We help the industry, in our home

From Brescia to Rovigo the prefectures promise sweeping checks and sanctions. On social media you can read statements from chefs and restaurateurs who join the chorus of complaints about closures and missed refreshments, but publicly admit that they do not want to reopen illegally, for compliance with the rules and for fear of repercussions. Administrative and image: if many customers are close to restaurateurs as well as other entrepreneurs in difficulty, many more would not appreciate a gesture that risks endangering public health.
The restaurants are open, for delivery and take-away, and in this phase they can be helped in this way. At our home.

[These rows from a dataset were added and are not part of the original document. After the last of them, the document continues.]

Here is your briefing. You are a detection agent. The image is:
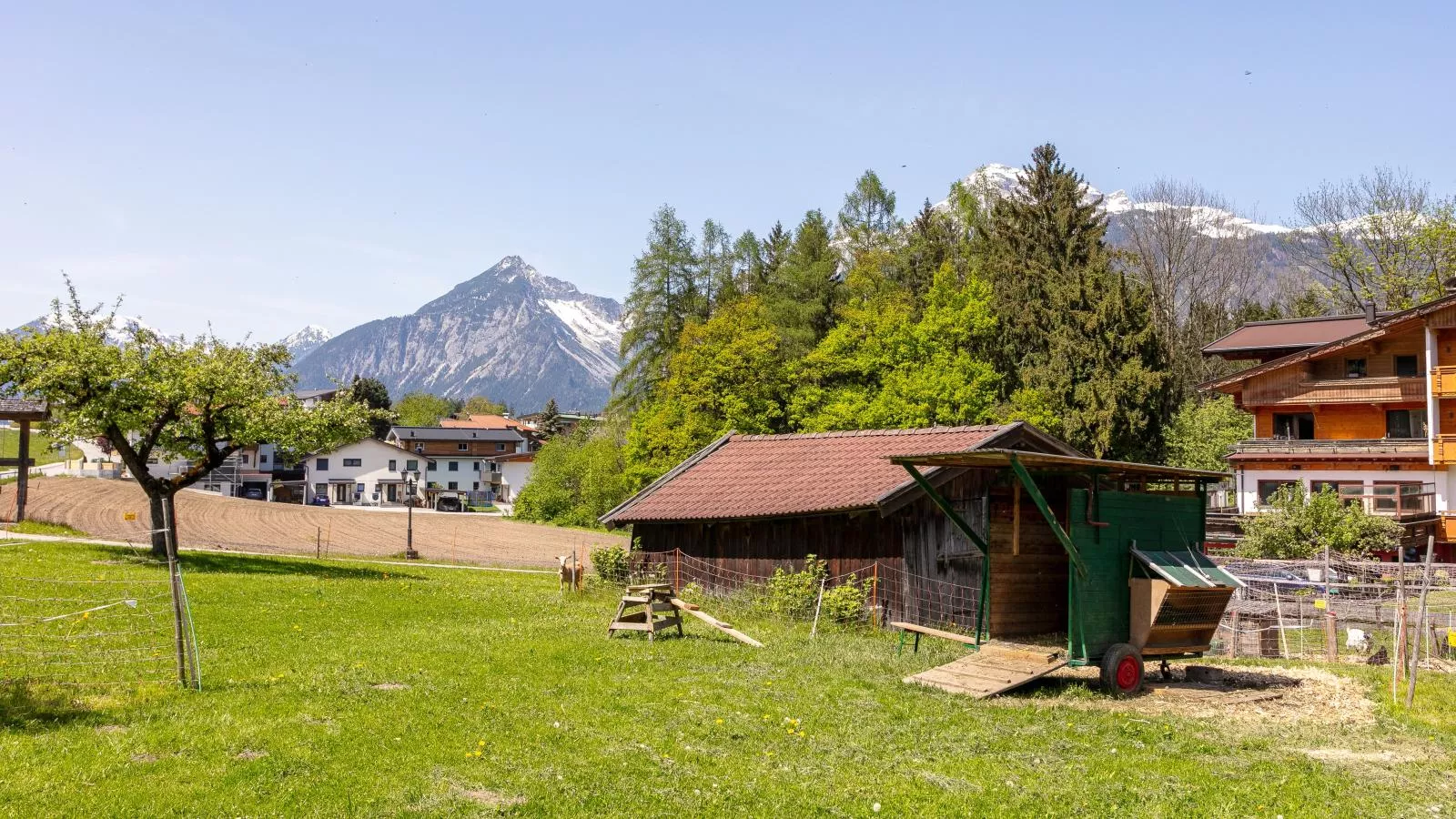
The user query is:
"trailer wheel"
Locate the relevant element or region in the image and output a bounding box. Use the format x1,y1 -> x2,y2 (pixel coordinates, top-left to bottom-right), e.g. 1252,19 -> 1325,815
1102,642 -> 1143,696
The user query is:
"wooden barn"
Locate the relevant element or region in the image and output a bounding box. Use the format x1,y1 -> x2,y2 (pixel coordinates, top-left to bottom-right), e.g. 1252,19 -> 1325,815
602,422 -> 1085,637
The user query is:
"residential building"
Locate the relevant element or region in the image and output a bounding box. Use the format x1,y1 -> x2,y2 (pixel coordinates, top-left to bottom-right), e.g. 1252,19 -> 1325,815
1203,294 -> 1456,555
384,427 -> 527,502
490,451 -> 536,502
303,439 -> 413,506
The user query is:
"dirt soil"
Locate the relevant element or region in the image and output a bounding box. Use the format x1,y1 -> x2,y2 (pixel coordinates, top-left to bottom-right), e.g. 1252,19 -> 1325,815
0,478 -> 628,569
1028,662 -> 1374,726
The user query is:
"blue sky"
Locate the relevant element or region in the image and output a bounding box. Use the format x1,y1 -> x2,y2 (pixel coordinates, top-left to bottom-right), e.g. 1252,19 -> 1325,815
0,3 -> 1456,341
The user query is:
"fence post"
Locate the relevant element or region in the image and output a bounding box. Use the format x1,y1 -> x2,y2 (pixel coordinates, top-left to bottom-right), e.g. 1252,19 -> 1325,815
1405,535 -> 1436,708
810,577 -> 828,637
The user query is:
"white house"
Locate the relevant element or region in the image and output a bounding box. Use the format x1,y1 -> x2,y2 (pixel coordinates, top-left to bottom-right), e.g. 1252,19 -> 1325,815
303,439 -> 413,506
490,451 -> 536,502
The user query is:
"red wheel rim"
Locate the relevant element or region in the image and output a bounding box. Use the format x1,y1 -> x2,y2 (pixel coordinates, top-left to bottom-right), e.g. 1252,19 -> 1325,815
1117,657 -> 1143,691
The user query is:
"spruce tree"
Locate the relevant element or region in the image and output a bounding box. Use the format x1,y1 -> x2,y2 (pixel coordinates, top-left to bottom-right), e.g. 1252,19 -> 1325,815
612,206 -> 703,411
977,145 -> 1169,459
839,170 -> 901,255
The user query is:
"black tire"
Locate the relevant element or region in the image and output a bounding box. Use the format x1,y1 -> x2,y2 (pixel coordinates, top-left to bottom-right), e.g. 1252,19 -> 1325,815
1101,642 -> 1143,698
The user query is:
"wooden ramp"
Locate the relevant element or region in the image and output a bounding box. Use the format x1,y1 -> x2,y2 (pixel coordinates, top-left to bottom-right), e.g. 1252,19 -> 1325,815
905,642 -> 1067,700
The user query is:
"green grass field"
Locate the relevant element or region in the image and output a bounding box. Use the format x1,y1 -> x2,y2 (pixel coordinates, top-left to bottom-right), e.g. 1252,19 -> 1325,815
0,429 -> 82,466
0,543 -> 1456,817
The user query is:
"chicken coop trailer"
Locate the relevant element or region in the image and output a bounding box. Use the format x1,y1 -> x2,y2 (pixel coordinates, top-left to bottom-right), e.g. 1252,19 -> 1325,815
890,449 -> 1242,696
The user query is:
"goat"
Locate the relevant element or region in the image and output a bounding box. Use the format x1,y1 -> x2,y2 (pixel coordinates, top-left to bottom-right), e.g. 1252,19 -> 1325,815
556,555 -> 585,592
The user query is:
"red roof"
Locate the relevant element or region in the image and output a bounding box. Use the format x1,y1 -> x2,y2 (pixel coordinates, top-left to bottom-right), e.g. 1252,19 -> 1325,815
440,414 -> 524,430
602,422 -> 1080,525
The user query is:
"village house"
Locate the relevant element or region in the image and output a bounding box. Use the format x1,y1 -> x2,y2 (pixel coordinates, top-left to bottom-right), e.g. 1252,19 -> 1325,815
384,427 -> 526,502
303,439 -> 424,506
1201,294 -> 1456,558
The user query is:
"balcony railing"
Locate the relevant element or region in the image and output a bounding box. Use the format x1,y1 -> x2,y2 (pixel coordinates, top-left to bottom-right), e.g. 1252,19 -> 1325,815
1228,436 -> 1421,459
1431,366 -> 1456,398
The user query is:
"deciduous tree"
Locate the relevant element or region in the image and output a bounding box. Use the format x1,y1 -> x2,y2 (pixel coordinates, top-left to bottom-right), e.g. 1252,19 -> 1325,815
0,281 -> 373,557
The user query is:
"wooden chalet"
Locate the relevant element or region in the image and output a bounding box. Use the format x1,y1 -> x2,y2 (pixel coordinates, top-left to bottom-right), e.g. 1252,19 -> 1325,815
1201,294 -> 1456,560
602,422 -> 1213,637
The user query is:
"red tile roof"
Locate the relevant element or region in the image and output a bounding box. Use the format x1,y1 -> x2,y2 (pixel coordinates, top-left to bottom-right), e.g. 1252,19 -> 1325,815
602,422 -> 1076,525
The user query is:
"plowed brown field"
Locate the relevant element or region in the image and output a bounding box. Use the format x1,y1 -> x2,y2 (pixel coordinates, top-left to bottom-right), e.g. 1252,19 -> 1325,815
0,478 -> 628,567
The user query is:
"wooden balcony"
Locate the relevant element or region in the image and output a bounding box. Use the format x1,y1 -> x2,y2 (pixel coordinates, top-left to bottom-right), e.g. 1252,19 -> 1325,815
1432,436 -> 1456,466
1228,436 -> 1421,459
1431,366 -> 1456,398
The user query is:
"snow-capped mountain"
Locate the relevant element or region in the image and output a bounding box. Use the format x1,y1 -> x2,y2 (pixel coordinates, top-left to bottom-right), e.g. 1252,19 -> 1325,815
294,257 -> 622,412
935,163 -> 1293,240
278,324 -> 333,366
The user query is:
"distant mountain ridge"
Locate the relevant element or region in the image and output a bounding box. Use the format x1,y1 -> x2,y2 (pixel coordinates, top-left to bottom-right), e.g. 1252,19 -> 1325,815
289,257 -> 622,412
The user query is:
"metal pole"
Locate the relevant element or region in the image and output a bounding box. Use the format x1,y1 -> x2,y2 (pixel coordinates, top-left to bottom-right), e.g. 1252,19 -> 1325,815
1405,535 -> 1436,708
810,577 -> 828,637
1390,543 -> 1405,703
162,495 -> 187,688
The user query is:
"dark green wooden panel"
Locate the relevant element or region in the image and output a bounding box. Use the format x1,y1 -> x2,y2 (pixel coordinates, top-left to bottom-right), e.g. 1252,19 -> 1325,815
1068,490 -> 1204,662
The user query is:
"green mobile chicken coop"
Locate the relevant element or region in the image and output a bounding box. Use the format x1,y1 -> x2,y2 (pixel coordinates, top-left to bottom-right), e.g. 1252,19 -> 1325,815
891,450 -> 1240,696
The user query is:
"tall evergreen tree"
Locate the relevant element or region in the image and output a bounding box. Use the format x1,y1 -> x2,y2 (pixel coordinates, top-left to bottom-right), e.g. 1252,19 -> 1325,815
839,170 -> 901,255
978,145 -> 1169,459
697,218 -> 741,310
612,206 -> 701,411
766,210 -> 843,359
762,221 -> 794,283
733,230 -> 769,296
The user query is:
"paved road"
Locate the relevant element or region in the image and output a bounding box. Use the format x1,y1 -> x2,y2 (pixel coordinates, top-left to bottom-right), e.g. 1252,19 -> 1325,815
0,478 -> 628,567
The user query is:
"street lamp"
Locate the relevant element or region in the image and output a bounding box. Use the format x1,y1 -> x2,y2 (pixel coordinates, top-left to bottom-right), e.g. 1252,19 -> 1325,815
399,470 -> 420,560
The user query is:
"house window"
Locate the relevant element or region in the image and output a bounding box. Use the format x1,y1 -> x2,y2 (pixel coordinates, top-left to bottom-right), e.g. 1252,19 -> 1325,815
1385,410 -> 1425,439
1274,412 -> 1315,440
1259,480 -> 1299,506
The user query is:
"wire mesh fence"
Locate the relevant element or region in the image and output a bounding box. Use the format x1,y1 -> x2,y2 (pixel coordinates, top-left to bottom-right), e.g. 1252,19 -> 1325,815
0,558 -> 182,685
1213,551 -> 1456,671
628,550 -> 983,634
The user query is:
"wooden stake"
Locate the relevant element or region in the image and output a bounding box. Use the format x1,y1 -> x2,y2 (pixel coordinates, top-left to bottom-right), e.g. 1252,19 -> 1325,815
1390,543 -> 1405,703
1405,535 -> 1436,708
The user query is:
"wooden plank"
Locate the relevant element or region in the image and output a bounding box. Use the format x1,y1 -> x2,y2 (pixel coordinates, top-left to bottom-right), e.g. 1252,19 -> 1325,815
890,621 -> 976,645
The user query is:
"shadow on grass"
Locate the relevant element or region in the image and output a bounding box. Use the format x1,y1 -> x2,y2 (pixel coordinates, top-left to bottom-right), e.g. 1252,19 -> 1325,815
182,551 -> 428,580
0,681 -> 96,733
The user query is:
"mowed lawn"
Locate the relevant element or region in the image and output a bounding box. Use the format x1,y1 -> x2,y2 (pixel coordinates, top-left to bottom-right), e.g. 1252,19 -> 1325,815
0,543 -> 1456,817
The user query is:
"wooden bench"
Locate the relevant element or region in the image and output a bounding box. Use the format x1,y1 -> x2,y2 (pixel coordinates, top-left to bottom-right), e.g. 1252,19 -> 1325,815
890,621 -> 977,652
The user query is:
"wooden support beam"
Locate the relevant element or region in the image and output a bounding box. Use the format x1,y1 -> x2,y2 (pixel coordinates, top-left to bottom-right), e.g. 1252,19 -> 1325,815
905,463 -> 992,555
1007,455 -> 1087,577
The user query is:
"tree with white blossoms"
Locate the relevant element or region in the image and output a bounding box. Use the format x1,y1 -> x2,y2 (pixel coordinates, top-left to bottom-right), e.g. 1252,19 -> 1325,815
0,279 -> 376,558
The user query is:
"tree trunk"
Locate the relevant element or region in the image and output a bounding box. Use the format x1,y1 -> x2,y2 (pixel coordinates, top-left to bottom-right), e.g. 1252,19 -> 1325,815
147,488 -> 177,560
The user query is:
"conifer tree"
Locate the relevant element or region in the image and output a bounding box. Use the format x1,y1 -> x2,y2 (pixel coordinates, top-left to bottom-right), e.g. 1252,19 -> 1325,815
612,206 -> 702,411
839,170 -> 901,257
977,145 -> 1169,459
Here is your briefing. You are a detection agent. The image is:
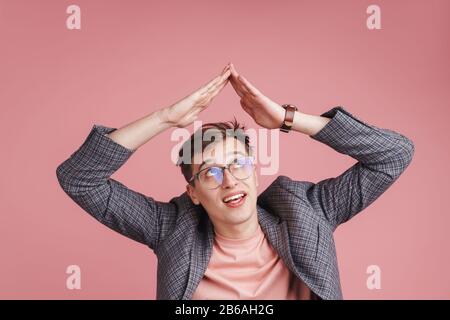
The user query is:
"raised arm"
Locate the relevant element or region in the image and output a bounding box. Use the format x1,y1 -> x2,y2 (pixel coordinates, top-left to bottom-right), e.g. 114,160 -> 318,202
56,66 -> 230,250
230,65 -> 414,230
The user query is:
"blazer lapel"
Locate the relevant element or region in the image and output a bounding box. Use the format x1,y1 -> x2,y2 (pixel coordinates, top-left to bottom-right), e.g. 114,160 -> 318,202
181,208 -> 214,300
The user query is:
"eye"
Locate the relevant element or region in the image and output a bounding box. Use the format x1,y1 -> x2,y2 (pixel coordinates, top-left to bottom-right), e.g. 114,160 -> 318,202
205,167 -> 221,178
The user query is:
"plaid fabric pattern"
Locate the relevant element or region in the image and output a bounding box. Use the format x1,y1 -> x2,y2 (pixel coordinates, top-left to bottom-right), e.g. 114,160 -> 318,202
56,106 -> 414,299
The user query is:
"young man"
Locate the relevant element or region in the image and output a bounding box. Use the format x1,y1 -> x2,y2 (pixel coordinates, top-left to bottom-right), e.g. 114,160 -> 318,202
57,64 -> 414,299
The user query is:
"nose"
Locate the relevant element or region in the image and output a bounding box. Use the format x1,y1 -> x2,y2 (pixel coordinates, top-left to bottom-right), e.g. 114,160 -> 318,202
222,170 -> 238,189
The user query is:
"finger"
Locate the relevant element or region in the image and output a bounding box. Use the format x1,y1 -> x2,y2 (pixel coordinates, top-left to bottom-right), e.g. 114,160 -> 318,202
238,76 -> 261,96
207,76 -> 228,97
205,70 -> 230,94
230,63 -> 248,98
240,99 -> 253,118
200,69 -> 230,94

Proudly powered by WordPress

By continuing to use the site, you agree to the use of cookies. Click here to read more information about data collection for ads personalisation

The cookie settings on this website are set to "allow cookies" to give you the best browsing experience possible. If you continue to use this website without changing your cookie settings or you click "Accept" below then you are consenting to this.